Message-ID: <199509110113.JAA18821@docker.library.uwa.edu.au>
Subject: Cote d'Ivoire Protest
To: afrlabor@acuvax.acu.edu (carolyn aflabor)
Date: Mon, 11 Sep 1995 09:13:15 +0800 (WST)

Forwarded message:
From afrique-request@univ-lyon1.fr Sun Sep 10 06:13:02 1995
Date: Sat, 09 Sep 1995 17:08:03 -0500 (EST)
Subject: Le pouvoir de la femme ivoirienne.
Subj: Ivory Coast Women Stage Protest


Ivory Coast Women Stage Protest

Associated Press. 9 September, 1995

ABIDJAN, Ivory Coast (AP) -- Riot police firing tear gas grenades broke up an anti-government protest by about 200 women in the capital Thursday. At least 10 women were arrested and some were beaten with clubs.

Police assaulted an Associated Press photographer as he took pictures of the protest, and seized his equipment. Jean-Marc Bouju was grabbed and whipped by police as they wrestled his camera from around his neck, but was not seriously injured.

Police returned the equipment nearly five hours later and apologized.
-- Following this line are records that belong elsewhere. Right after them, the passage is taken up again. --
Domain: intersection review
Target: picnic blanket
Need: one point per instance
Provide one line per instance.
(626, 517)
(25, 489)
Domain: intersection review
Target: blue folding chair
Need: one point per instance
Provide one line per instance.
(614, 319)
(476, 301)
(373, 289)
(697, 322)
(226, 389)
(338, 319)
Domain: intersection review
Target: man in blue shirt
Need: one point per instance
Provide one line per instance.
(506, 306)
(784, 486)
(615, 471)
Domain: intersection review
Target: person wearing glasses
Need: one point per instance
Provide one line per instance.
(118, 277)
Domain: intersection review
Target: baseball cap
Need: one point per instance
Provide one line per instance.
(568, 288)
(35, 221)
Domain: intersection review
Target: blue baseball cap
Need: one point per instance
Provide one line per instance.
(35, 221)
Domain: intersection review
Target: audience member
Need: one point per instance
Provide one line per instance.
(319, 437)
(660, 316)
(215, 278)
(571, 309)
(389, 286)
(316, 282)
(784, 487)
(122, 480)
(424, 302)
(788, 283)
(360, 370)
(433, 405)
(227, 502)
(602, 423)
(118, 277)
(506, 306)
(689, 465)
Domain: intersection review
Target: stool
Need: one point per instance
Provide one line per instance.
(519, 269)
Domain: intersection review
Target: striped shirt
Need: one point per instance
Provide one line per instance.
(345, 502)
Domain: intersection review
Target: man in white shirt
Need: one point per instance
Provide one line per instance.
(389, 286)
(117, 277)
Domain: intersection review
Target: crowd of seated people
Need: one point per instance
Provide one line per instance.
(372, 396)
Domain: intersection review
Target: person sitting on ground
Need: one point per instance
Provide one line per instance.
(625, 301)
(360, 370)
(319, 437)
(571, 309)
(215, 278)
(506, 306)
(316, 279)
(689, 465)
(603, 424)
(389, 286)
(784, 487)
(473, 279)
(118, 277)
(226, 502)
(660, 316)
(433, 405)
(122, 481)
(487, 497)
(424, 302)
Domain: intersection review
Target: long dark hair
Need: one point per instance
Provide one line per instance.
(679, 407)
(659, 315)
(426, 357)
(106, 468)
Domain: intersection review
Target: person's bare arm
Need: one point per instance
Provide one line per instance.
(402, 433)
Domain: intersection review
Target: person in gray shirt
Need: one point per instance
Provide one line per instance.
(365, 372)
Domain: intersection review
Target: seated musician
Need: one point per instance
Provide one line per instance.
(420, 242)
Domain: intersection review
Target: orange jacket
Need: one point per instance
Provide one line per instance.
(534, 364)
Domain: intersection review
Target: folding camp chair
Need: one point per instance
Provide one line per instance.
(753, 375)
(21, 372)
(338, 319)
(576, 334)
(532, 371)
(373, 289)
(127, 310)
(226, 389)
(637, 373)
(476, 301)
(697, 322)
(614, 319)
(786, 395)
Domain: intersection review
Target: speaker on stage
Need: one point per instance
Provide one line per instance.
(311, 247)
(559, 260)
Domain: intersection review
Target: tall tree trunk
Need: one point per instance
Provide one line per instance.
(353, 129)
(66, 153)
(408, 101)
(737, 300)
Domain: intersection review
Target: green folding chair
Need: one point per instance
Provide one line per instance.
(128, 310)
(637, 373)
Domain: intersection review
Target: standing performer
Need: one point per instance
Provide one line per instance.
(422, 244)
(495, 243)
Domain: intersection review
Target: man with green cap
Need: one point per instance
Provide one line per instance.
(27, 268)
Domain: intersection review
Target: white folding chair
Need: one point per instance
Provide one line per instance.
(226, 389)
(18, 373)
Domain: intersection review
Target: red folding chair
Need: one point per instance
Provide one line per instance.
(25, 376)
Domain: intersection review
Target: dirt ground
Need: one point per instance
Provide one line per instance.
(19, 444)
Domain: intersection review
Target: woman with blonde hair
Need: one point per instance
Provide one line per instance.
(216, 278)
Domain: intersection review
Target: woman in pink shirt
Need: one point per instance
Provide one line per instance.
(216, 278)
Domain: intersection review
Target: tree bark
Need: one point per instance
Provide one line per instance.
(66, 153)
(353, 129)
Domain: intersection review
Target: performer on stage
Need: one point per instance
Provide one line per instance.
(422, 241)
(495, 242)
Women from the Republican Front, a coalition of opposition groups, called the demonstration to protest the ruling party's control of television. It came two days after another protest called by the women was violently dispersed by police.

In that incident, 30 women were reported injured by witnesses and opposition newspapers, although police said the event had ended peacefully.
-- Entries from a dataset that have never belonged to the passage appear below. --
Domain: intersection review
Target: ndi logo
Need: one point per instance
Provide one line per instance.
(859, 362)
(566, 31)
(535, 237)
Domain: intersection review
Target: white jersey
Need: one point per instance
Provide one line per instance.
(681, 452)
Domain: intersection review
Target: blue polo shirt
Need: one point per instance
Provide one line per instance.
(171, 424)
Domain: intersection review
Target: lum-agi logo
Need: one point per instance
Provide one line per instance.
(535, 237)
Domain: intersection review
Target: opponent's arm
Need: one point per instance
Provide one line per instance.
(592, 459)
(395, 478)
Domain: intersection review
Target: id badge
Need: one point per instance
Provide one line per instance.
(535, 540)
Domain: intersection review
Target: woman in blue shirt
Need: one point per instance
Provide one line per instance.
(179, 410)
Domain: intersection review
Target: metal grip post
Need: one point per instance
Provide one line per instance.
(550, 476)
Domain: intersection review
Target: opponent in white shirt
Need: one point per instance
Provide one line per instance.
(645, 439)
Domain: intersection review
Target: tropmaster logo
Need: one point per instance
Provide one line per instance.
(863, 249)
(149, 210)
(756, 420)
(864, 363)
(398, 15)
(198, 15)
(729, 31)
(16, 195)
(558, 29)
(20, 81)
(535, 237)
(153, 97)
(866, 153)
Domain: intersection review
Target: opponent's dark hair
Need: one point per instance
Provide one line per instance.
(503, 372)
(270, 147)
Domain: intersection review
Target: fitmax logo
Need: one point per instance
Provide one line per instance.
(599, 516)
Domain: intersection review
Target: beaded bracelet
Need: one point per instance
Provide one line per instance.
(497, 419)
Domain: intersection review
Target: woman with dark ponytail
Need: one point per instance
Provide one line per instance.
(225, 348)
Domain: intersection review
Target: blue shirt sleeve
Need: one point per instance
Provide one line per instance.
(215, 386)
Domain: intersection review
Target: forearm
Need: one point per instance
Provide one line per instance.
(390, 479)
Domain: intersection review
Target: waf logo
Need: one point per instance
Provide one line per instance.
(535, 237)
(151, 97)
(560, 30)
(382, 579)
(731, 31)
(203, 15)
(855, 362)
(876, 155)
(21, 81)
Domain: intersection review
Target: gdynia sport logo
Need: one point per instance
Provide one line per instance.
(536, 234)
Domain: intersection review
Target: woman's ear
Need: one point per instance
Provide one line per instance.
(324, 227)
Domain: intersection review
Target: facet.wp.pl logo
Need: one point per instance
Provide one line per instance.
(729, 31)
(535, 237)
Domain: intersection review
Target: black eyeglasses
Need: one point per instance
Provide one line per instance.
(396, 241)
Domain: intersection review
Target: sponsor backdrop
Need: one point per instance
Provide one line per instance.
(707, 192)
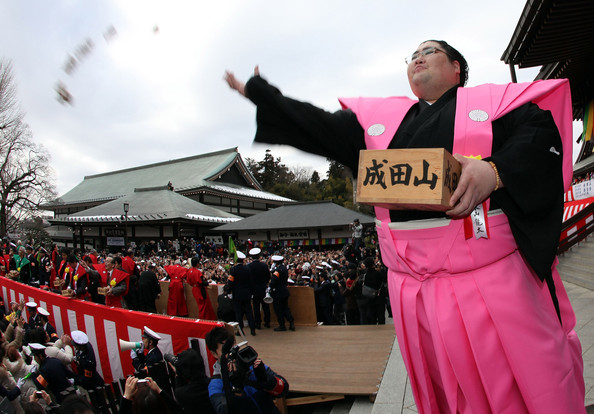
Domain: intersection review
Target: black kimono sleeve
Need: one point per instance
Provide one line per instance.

The protests are unusual for Ivory Coast, which has rarely experienced civil unrest since gaining independence from France in 1960. Presidential elections are scheduled for Oct. 22, however, and the ruling Democratic Party has become increasingly authoritarian under President Henri Bedie.
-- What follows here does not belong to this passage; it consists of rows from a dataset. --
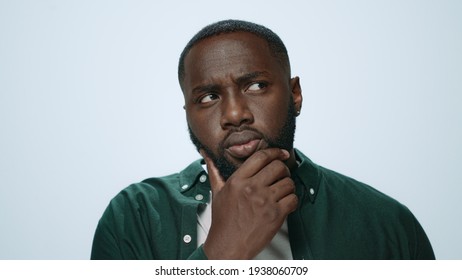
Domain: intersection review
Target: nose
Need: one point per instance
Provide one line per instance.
(235, 110)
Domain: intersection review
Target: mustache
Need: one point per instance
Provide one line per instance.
(222, 144)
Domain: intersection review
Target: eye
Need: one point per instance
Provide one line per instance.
(256, 86)
(208, 98)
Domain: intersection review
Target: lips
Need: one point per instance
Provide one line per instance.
(242, 144)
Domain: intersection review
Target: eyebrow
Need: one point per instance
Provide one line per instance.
(240, 80)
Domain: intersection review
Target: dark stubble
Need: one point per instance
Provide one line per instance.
(283, 140)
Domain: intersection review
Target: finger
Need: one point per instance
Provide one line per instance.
(288, 204)
(260, 159)
(216, 180)
(282, 189)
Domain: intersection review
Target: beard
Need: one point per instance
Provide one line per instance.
(284, 140)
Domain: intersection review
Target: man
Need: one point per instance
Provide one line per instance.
(269, 200)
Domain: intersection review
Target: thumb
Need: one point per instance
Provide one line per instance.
(216, 180)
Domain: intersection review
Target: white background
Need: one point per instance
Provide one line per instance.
(89, 103)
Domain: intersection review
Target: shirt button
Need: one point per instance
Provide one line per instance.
(187, 238)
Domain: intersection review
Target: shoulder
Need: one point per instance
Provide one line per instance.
(159, 190)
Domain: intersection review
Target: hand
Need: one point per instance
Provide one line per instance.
(251, 206)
Thursday's protest took place across a busy, four-lane road from the state-run TV station. About 20 women were sitting on the sidewalk waving white cloths when about 25 riot police, wearing helmets and carrying shields and tear-gas grenade launchers, approached.

A Republican Front spokeswoman, Dieneba Ouattara, said police ordered them to hand over a letter the women planned to give to the television director. When they refused, the troops began firing tear gas without warning, she said.

Police beat some women with clubs, and grabbed others as they ran choking and screaming down the street. Ouattara said some women were taken to hospitals with injuries, but there was no word on their conditions.

Bedie took power in December 1993 after the death of Ivory Coast's longtime leader, Felix Houphouet-Boigny.